Fear Driven Silence


Mark 9:30-32

      Have you ever been so afraid of someone’s reaction that you kept silent? You had something to say, but you didn’t say it. You had a need or a want that you wanted to express, but you knew the reaction was not worth the answer. We see this so much in marriages. A person gets tired of asking for help and not getting any. They get tired of reaching toward the other person and not having them reach back. Then they give up trying to reach. Reaching only leads to disappointment and pain. The reaching is replaced with silence.
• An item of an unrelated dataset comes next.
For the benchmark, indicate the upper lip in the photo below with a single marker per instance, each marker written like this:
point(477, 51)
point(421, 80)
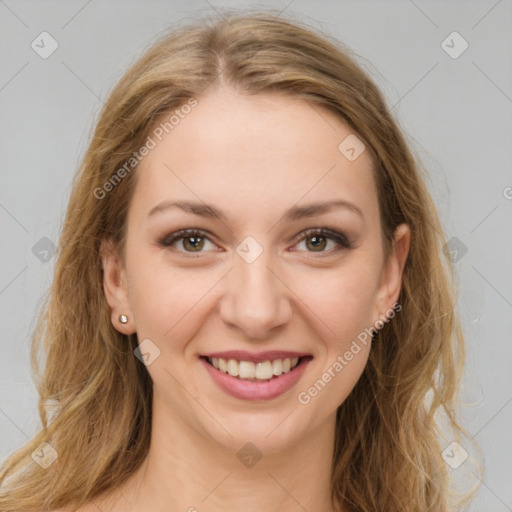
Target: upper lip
point(256, 357)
      I remember in elementary school having questions about the lessons and not asking the question. I didn’t want to look dumb or slow. What the other kids thought about be was important. I moved several times while I was growing up, so I was always trying to figure out how I fit into this new crowd. Where was my place? What could I add to the mix? So asking a question opened up my world of unknowns to the class. They would now know that I didn’t know what they so obviously did know. I now know that there were many others who had learned to be silent when they had questions.
      Jesus has again told His disciples very openly and plainly that His enemies were going to kill Him and then He would rise from death. But they still don’t get it. They are in Jesus’ classroom, but they aren’t willing to raise their hands and ask the question. They all seem to have the same question, but no one asks it.
      I think that Jesus’ plan looked so different from what they understood about the Messiah, that they weren’t able to see the exact fulfillment of those Old Testament Scriptures that had seemed so puzzling before. For centuries the Jewish people had read Isaiah 53 and were puzzled. How could the Messiah suffer? The Messiah is our triumphant hero, so there is not way He could suffer this kind of death. Even today in many Jewish circles Isaiah 53 is puzzling. They have reconciled this puzzle by making the singular person in that text be the whole population of Jews, the Jews collectively.
      For the disciples, the resurrection was totally out of their realm of experience. They had seen Lazarus be raised by Jesus, but Jesus did the raising? Who would raise Jesus? They have questions, but they aren’t willing to ask. The text says that they were afraid.
      Fear can stop us from asking, from reaching, from growing. They feared the unknown response. They didn’t want to seem slow on the uptake. They wanted to blend into the crowd. They wanted to blend in and be a team player. They didn’t want to rock the boat.
      So instead of asking an important question, they get sidetracked onto very unimportant matters. We either deal with the important or our lives become a series of unimportant moments. Which do you want?